Polarity has multiple resources to help analysts determine the reputational value of email header data when conducting a phishing triage.
- Polarity can augment the analyst view with information sourced directly from several domain intelligence platforms. Examples of integrations with free sources include:
- Majestic Millions
- Polarity can also overlay open-source and commercial threat intelligence that is specific to the domain.
- Polarity can provide a quick snapshot of the URL in question from URLScan and share it in the Heads Up Display (HUD).
- Polarity ensures that the most recent information is pulled, not just the information that was pulled at the time of ingestion.
- Polarity automatically demonstrates historical relationships between the enterprise and the domain (e.g. via an immediate query to proxy logs).
- Polarity highlights whether the IP addresses associated with the domain have been observed from enterprise firewalls.
- With channels or integrations, Polarity can show linkage of the business relationships between the domain and the enterprise (e.g. Entity: “Polarity.io” Annotation: “Is a trusted partner.").
- Polarity can also initiate actions against domains. For example:
If integrations support scan requests (e.g. URLScan), scans can be kicked off.
If SOAR playbooks exist, drive-by simulations may be initiated.
As shown in the images above, Polarity shares real-time reputational data derived from a number of authoritative IP and domain provenance services.
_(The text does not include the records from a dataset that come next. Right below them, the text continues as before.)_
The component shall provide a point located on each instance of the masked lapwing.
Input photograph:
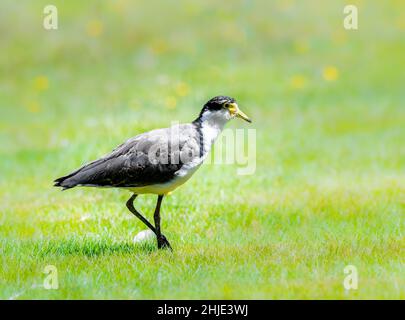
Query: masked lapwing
(158, 161)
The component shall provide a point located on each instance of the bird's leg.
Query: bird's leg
(161, 239)
(130, 206)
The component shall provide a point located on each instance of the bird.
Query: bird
(158, 161)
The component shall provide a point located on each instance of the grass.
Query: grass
(328, 109)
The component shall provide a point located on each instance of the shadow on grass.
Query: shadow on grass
(91, 248)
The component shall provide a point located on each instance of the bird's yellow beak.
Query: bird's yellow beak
(235, 111)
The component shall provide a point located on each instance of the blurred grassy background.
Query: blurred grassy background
(328, 106)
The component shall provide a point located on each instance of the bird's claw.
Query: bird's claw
(163, 243)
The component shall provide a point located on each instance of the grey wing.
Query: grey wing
(150, 158)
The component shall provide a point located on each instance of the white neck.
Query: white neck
(212, 124)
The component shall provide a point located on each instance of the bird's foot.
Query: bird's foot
(163, 243)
Here we show information provided by Shodan, Virus Total, URLhaus, and MaxMind. These repositories and any other data feed you are subscribed to or use frequently can be provided to your analysts in real-time, with no lookups, no clicking around, no shifting tabs, and no cutting and pasting. Polarity provides information when you need it and where you need it. You are threat hunting - you shouldn’t have to hunt for your data too.
Meet the expert: Terry McGraw
Background: Terry is Head of Customer Success for Polarity and serves as our resident expert in Security Operations and Cyber Threat Analysis. He is a retired Lieutenant Colonel from the United States Army and has over 20 years of providing expertise in cyber security architectural design and operations in both commercial and government sectors.
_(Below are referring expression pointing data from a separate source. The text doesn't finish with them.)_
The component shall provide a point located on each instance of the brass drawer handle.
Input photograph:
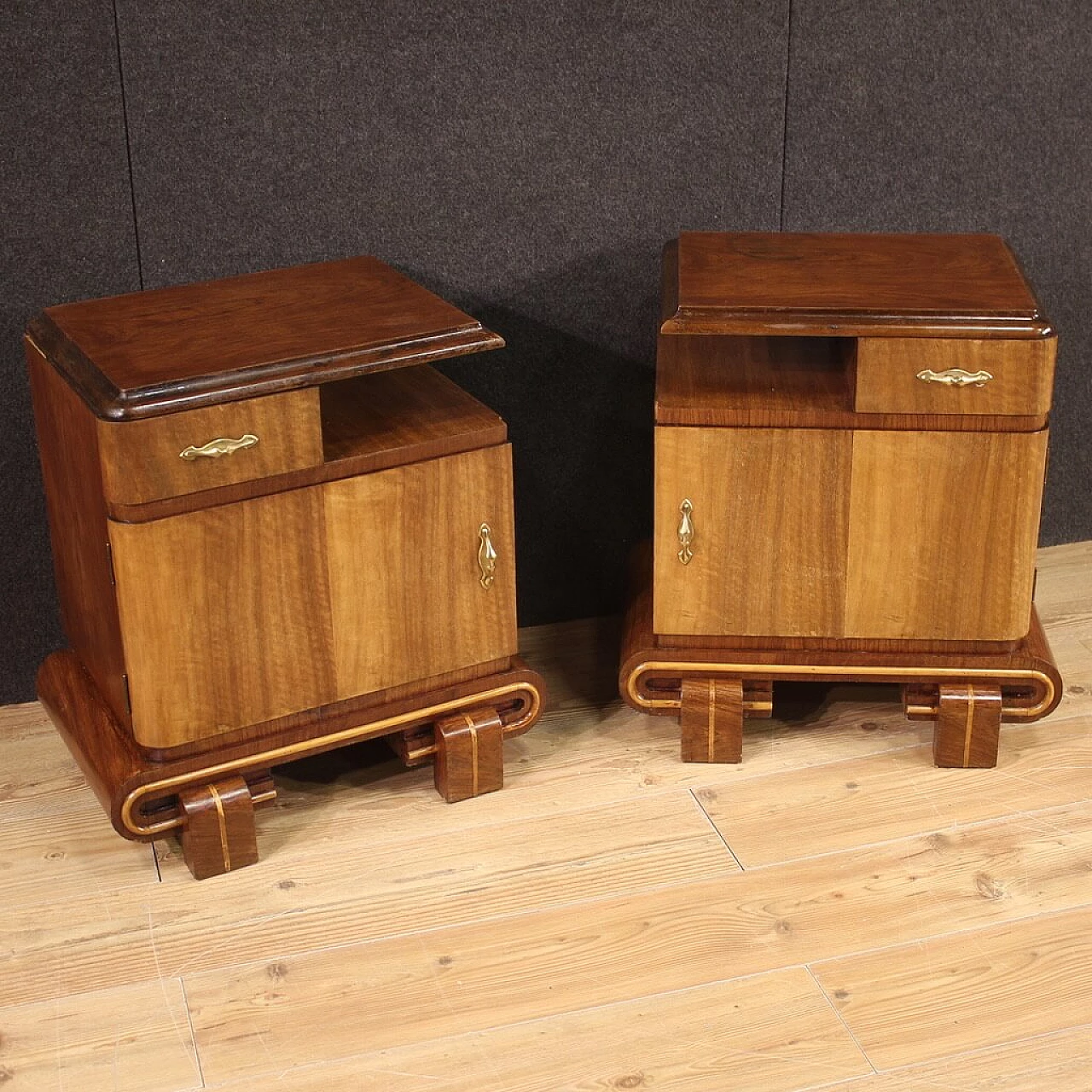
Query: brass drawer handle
(686, 532)
(956, 377)
(487, 556)
(219, 447)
Terry previously served as the Vice President of Global Cyber Threat Research and Analysis for Dell SecureWorks and President of PC Matic Federal. He retired from the United States Army in 2014 completing 27 years of service; the last 10 years of his Army career were leading key Cyber initiatives for the Army’s Network Enterprise and Technology Command, Army Cyber Command and the National Security Agency (NSA). He has multiple combat tours with his culminating assignment, serving as the Director of Operations, Task Force Signal Afghanistan, 160th Signal Brigade (FWD), providing all strategic communications infrastructure in the theater of operations.
Education: BA in History, MSA in Information Systems Engineering, and a graduate of the prestigious US Army School of Information Technology’s Telecommunication Systems Engineering Course.
Relevant Experience: Terry’s work in the Army leading and operating some of the world’s largest and most complex networks as well as 6 years as Vice President of Global Cyber Threat Research and Analysis for Dell SecureWorks providing managed cybersecurity services to over 4,000 commercial clients and leading it’s six Counter Threat Operations Centers gives him a deep and broad understanding of the Cyber Threat Landscape. His entire professional career has been in designing and managing resilient network architectures ensuring the operational readiness thereof.